Drooble: An All-in-one Platform for Musicians, Teachers, and Music Lovers.
Most services are free. Lessons are at varying prices. Teachers pay a 20% fee to Drooble.
• Musicians, bands, and music fans can establish profiles to share and connect with others.
• Enables free live jam sessions with musicians from around the world.
• Allows potential music teachers and students to connect.
• Musicians can earn money through setting up teaching sessions
• Provides a supportive environment for beginning musicians.
• Teachers pay a 20% service fee for using the platform to source and host lessons.
• Drooble is still new so the user base is relatively small.
• Browsing more than three jam session participants requires inviting five people to Drooble.
Drooble is a new social networking website that aims to foster a sense of a genuine community while providing services for a wide spectrum of musicians. Joining the site is free. Signing up requires setting up a profile, with a picture and cover photo, and tagging yourself — for example as a musician, singer, music fan, or producer. The site also asks that you list your preferred instruments to play and the specific equipment that you use. This helps other users seek out musicians that might play in shared style or with a preferred sound.
The Social Network
The format of the site combines aspects of MySpace, Facebook, Twitter, Skype and in some ways Chatroulette. The main page has a message board that puts all the posts from members’ individual “walls” which can include text, video, and audio. In addition to a personal profile, members can set up an artist or band profile that can be followed. You can also browse all of the members of the site by clicking on the tab for “People”, or search by equipment or style tags. There is a section for “Cool Stuff” which currently includes only one app, an online metronome. The “Funky Readings” tab reveals a magazine like blog featuring playlists, reflections on music in general, playing tips, and interviews with members of the site.
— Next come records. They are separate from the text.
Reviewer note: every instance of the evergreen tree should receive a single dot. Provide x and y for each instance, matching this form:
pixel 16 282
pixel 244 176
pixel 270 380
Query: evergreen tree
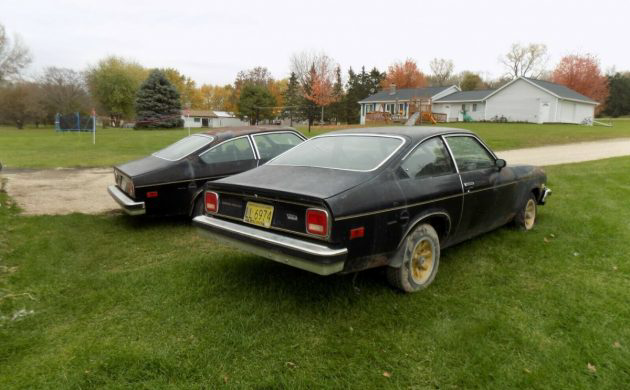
pixel 157 103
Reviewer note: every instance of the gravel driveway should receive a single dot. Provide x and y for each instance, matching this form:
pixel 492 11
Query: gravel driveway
pixel 64 191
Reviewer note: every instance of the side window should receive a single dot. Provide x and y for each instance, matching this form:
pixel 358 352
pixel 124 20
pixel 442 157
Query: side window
pixel 428 159
pixel 271 145
pixel 234 150
pixel 469 154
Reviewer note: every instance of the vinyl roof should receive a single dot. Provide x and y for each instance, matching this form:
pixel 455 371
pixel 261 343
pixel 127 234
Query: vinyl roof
pixel 403 94
pixel 560 90
pixel 465 96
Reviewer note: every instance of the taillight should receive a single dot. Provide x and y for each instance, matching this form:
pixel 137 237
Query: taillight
pixel 317 222
pixel 212 202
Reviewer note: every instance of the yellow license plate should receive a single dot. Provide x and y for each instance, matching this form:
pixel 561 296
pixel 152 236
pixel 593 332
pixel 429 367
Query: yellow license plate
pixel 258 214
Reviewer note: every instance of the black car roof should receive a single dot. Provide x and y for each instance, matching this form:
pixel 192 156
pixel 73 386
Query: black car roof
pixel 414 133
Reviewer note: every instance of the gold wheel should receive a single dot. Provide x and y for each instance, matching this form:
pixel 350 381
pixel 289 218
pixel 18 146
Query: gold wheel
pixel 422 261
pixel 530 214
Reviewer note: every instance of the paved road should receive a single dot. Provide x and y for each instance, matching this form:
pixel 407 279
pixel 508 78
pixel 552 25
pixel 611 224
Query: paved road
pixel 569 153
pixel 64 191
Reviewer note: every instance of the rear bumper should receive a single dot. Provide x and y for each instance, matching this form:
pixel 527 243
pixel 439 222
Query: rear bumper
pixel 314 257
pixel 544 194
pixel 129 205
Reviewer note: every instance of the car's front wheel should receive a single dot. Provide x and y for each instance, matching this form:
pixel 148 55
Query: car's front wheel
pixel 198 207
pixel 526 217
pixel 420 260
Members of Drooble can opt to take lessons in the available styles and instruments. At the moment the roster includes lessons in rock, pop, blues, jazz, opera, or classical styles on guitar, piano, bass, or voice ranging from free to $200. Drooble handles payments and includes a scheduling application. There is no membership fee for this service to the teachers, although Drooble does take a 20% service fee. Anyone can sign up to be a teacher, uploading videos to demonstrate their styles, as well as offering personal one-on-one sessions with students. This allows musicians to earn some money through the site, as well as to practice teaching, or learn new musicianship skills. Signing up as a teacher requires setting a price per hour, filling in a timesheet and finally sharing your profile as demonstrated below.
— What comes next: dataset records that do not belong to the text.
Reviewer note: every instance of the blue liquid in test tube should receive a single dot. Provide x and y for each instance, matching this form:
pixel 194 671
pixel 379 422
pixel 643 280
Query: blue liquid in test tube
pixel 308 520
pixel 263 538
Drooble was founded in Bulgaria and the majority of users are Bulgarian, though the language of the site is English. I felt heartened to find out there were roughly the equivalent membership level of men and women. I did spot a few teachers from the UK and a new member from Bangladesh who plays the harmonium. Searching is really easy and there are multiple filtering options to help you find not only teachers but Jammers or bands too.
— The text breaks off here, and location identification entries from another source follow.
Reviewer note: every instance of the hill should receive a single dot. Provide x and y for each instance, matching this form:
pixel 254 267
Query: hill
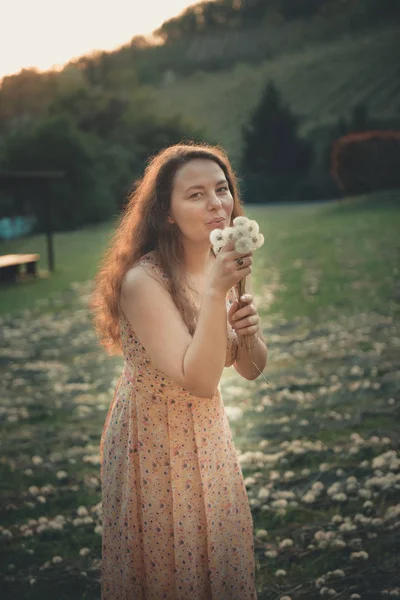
pixel 321 82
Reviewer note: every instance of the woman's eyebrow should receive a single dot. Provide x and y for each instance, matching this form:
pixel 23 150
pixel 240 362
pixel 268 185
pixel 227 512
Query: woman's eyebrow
pixel 200 185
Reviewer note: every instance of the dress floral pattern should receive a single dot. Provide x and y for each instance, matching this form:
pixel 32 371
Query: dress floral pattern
pixel 176 517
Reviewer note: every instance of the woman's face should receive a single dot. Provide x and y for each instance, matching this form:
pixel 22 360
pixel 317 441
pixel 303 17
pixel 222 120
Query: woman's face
pixel 200 196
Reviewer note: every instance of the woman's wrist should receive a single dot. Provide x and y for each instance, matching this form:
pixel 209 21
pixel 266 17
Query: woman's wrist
pixel 253 339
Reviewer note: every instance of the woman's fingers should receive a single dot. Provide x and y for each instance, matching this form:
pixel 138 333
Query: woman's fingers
pixel 233 308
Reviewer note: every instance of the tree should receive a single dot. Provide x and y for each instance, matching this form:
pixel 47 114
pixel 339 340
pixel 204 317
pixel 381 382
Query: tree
pixel 56 144
pixel 275 159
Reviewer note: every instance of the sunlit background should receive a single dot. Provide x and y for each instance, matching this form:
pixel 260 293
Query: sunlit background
pixel 45 34
pixel 304 97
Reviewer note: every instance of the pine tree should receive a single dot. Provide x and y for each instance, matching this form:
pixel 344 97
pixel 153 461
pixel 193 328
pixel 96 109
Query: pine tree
pixel 273 154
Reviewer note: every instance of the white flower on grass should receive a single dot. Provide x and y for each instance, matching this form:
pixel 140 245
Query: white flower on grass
pixel 333 489
pixel 362 555
pixel 341 497
pixel 282 503
pixel 338 573
pixel 309 498
pixel 337 519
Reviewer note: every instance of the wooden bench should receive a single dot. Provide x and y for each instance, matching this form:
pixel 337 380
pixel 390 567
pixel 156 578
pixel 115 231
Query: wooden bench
pixel 10 265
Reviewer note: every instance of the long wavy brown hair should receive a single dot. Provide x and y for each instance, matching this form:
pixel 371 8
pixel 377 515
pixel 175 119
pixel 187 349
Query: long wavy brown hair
pixel 143 227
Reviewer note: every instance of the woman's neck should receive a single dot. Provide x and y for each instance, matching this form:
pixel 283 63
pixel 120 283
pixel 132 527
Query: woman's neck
pixel 198 261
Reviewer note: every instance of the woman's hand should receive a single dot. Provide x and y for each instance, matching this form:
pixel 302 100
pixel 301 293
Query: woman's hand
pixel 245 321
pixel 226 273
If you do become a teacher then to get clients to reach you they will have to sign-up first to access your profile. After becoming a teacher a ‘Book A Session’ button will appear to anybody wanting to have a music lesson. Notice also the ‘Jam’ button which we shall talk about in a moment.
Drooble’s Jam Session application allows you to search for another musician to set up a jam. Sessions can be arranged instantaneously if the other person is online, or you can send a message to arrange to meet in the future. The interface for jamming is like setting up a Skype call.
The aspect that seems similar to Chatroulette is that you are connected to a network of strangers, requesting to peer into their personal studios (or bedroom studios as they may be) to play some random music. The jam session that I played was with the only available jammer, who happened to be the founder of the site, though she did not reveal that in our conversation. She said that she had never had a random jam. We played some Jimi Hendrix tunes and a few riff-based blues jams, and exchanged links to favorite music. The connection had extremely low latency and only glitched once in the thirty-minute session. However I was disappointed that she did not know of any David Bowie songs. With more use, familiarity, and increased global reach it could truly become a community that would allow you to be playing tunes with folks all over the world every night.
As the site is still new, it requires you to invite five people to Drooble after you have browsed three members for a “jam request.” This makes sense to grow the community, but does feel a bit invasive.
Summing up Drooble
Drooble is a website which is aiming to create a global community for musicians. The friendly feel of the site comes out through messaging boards, which are daily populated by favorite music and music related trivia as well as encouraging posts on members’ pages. The supportive environment provides a chance for people who are less experienced to easily find music tutors, and for experienced musicians to earn money for teaching. The “jam” session application is an interesting idea that I could see really appealing to people in isolated social environments where like-minded players can’t be found. Because the site is relatively new and the membership base is small it seems that there is a majority focus on rock/pop/classical styles. To make this site a truly global community it would be amazing to be able to access teachers and players from all the continents, not just Europe and North America. With a founding team extremely dedicated to outreach, the site is bound to grow. Drooble is definitely worth watching if you’re a teacher or a player and if you want to check them out you can do so here.